For SNES that +/-1 error can be fixed by computing the perfect scaling factor for each group of four values. But that doesn't help on PSX.

In the above formula, the /1024 vesus /1023 looks a bit odd. But trying to use only /1024 (or /1023 or /1023.5) is making things worse.
Maybe PSX needs another cosine, multiplied by some small value like 0.0000x or so? That might add some fractional bits that aren't needed on SNES.
Re: Gauss Table Creation
by on (#237891)
I've got exact matches for PSX! The trick is do the scaling & error adjustment in separate steps:
  • First, calc sum of ALL table entries, and scale all entries accordingly (alike the normalize function in your old code version).
  • Next, calc sum of each FOUR table entries (alike your newer code), but don't use that as scaling value, instead compute difference=sum-7F80h, and then fix the four table entries by subtacting difference/4.
To some level one can even "see" that it's supposed to be done as so (the unadjusted graph as "too large" values at begin+middle+end, so those large values must be fixed by subtraction (multiplication would affect only the bigger values, and have little effect on near-zero values)).

However, that's working for PSX only. Doing the same on SNES is messing up a few values. Either one shouldn't do that on SNES... or maybe one could do so when adjusting some constants in the SNES.
Re: Gauss Table Creation
by on (#237906)
What I don't understand about the formula,
Code:
  for i=0 to 511
    k = (0.5 + i)
    s = (sin(PI * k * 1.280 / 1024)  )          ;for PSX: Use 2.048 instead of 1.280
    t = (cos(PI * k * 2.000 / 1023)-1)*0.50
    u = (cos(PI * k * 4.000 / 1023)-1)*0.08
    table[511-i] = s * (t + u + 1.0) / k
  next i
how and why does that magically result in,
Code:
  table[0+i] + table[255-i] + table[256+i] + table[511-i] = constant     ;with "i=0..127", and "constant" being same in each case
is there some maths rule that could explain that effect?

Currently, the groups of four values don't sum up to the exact same constant. But it's almost perfect, and when understanding why it is so close, then one could perhaps improve the formula to get totally perfect results (and no longer needing the extra steps for fixing the errors in sum of four values).

There are some webpages explaining what happens when adding or multiplying sine and cosine values, maybe that could explain how the formula works. The extra difficulty is the "divide by k" step.

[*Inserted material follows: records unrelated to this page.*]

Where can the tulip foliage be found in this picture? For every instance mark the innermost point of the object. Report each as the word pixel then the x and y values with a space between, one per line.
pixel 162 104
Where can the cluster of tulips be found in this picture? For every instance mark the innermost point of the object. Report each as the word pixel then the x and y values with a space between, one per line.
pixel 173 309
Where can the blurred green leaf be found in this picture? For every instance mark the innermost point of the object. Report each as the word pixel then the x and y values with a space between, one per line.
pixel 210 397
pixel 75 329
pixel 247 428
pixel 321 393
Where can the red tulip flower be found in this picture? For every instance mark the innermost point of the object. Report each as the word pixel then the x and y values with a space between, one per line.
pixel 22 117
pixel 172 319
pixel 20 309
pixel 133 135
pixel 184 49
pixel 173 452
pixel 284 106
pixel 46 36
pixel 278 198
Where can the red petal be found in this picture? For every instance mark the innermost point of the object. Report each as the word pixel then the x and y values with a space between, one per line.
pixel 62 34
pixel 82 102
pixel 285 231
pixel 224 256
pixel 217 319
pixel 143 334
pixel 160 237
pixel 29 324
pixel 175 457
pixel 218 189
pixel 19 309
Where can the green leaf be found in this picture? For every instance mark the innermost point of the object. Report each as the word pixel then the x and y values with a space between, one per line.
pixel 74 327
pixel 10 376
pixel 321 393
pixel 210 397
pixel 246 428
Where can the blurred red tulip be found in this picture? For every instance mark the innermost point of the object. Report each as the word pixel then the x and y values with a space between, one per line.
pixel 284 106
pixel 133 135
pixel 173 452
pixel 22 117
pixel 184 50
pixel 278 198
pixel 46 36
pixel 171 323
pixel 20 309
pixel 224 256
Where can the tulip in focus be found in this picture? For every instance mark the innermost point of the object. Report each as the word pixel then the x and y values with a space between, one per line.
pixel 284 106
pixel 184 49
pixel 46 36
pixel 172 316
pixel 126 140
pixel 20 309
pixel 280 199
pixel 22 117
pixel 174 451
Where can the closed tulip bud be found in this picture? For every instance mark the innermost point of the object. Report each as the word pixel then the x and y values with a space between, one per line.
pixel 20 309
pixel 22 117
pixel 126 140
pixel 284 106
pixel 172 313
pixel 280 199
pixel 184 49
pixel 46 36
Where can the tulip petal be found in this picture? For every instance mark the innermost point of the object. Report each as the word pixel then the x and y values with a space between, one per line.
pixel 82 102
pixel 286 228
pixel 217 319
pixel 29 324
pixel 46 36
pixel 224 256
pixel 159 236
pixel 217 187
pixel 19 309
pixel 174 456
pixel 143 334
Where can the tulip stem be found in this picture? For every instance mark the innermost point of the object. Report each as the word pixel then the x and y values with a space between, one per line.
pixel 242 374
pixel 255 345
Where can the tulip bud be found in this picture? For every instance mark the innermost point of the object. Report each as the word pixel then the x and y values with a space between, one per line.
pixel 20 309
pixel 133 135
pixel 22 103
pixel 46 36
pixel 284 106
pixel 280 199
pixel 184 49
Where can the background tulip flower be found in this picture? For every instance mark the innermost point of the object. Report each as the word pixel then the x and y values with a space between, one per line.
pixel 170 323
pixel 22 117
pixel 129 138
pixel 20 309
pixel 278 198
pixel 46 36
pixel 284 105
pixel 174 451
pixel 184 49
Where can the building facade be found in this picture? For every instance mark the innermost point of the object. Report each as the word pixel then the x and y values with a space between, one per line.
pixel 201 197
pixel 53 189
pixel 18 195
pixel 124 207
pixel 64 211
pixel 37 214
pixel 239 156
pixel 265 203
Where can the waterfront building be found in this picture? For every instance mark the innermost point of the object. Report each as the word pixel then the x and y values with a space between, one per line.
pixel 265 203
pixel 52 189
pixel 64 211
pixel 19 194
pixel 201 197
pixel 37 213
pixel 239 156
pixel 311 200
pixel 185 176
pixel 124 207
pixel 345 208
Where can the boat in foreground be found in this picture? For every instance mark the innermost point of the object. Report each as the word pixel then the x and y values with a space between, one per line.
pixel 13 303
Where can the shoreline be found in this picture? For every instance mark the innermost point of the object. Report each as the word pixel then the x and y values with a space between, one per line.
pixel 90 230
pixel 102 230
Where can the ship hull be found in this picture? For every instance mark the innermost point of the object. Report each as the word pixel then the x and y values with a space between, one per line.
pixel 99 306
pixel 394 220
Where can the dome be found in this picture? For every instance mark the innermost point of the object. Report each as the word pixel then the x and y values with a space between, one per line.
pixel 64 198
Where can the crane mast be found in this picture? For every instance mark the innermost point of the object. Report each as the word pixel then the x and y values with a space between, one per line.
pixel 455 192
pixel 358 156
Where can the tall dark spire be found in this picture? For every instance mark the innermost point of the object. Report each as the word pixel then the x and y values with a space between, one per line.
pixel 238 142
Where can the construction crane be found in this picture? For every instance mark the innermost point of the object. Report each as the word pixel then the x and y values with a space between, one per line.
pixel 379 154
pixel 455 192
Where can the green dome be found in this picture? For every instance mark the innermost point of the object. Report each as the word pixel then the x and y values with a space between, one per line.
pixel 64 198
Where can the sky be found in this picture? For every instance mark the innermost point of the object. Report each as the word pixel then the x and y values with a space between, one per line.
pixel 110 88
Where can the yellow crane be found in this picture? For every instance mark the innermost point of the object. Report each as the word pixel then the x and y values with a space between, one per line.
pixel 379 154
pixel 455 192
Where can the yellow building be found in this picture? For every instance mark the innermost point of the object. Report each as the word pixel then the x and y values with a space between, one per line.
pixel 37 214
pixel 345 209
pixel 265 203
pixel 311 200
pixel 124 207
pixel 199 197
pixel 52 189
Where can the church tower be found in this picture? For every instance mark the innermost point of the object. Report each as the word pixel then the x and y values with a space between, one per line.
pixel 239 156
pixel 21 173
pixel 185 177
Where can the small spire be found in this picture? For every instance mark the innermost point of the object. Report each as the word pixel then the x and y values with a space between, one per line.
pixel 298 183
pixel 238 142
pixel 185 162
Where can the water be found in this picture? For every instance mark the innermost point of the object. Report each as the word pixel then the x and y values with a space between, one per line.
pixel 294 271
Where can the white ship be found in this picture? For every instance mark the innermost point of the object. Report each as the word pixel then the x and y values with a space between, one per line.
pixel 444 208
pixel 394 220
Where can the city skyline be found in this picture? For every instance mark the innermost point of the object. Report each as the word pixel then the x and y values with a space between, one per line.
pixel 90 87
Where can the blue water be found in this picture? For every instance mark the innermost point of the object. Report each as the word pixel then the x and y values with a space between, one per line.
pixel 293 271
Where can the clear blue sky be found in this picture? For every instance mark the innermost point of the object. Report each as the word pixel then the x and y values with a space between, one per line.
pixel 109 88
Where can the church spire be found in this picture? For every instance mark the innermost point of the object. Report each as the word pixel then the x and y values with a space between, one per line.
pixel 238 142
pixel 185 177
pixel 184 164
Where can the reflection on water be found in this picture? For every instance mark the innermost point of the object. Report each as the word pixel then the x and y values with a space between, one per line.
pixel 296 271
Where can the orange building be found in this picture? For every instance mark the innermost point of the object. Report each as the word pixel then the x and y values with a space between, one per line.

Hmmmm, or is the formula just working because it was supposed to match Sony's gauss tables? I wouldn't be surprised if changing a few parameters in the formula could be used to reproduce the shape of a chicken's egg - which wouldn't mean that Sony (or the chicken) had actually used that formula for creating eggs.
Re: Gauss Table Creation
by on (#237911)
nocash wrote:
Hmmmm, or is the formula just working because it was supposed to match Sony's gauss tables? I wouldn't be surprised if changing a few parameters in the formula could be used to reproduce the shape of a chicken's egg - which wouldn't mean that Sony (or the chicken) had actually used that formula for creating eggs.


Indeed. The importance of algorithms over constant tables isn't just to remove a few lines from a source code file, it's to show you what the constants mean. That's why the NES color generation formula is worth its weight in gold. There's an infinite number of algorithms to produce any table, and we'll never know which one is correct here unless Sony tells us.

But by finally having a bit-perfect algorithm, it's a solid base. Now we can try and understand why values are what they are, and what significance they have. It's a critical starting point. I'm excited to see what happens from here.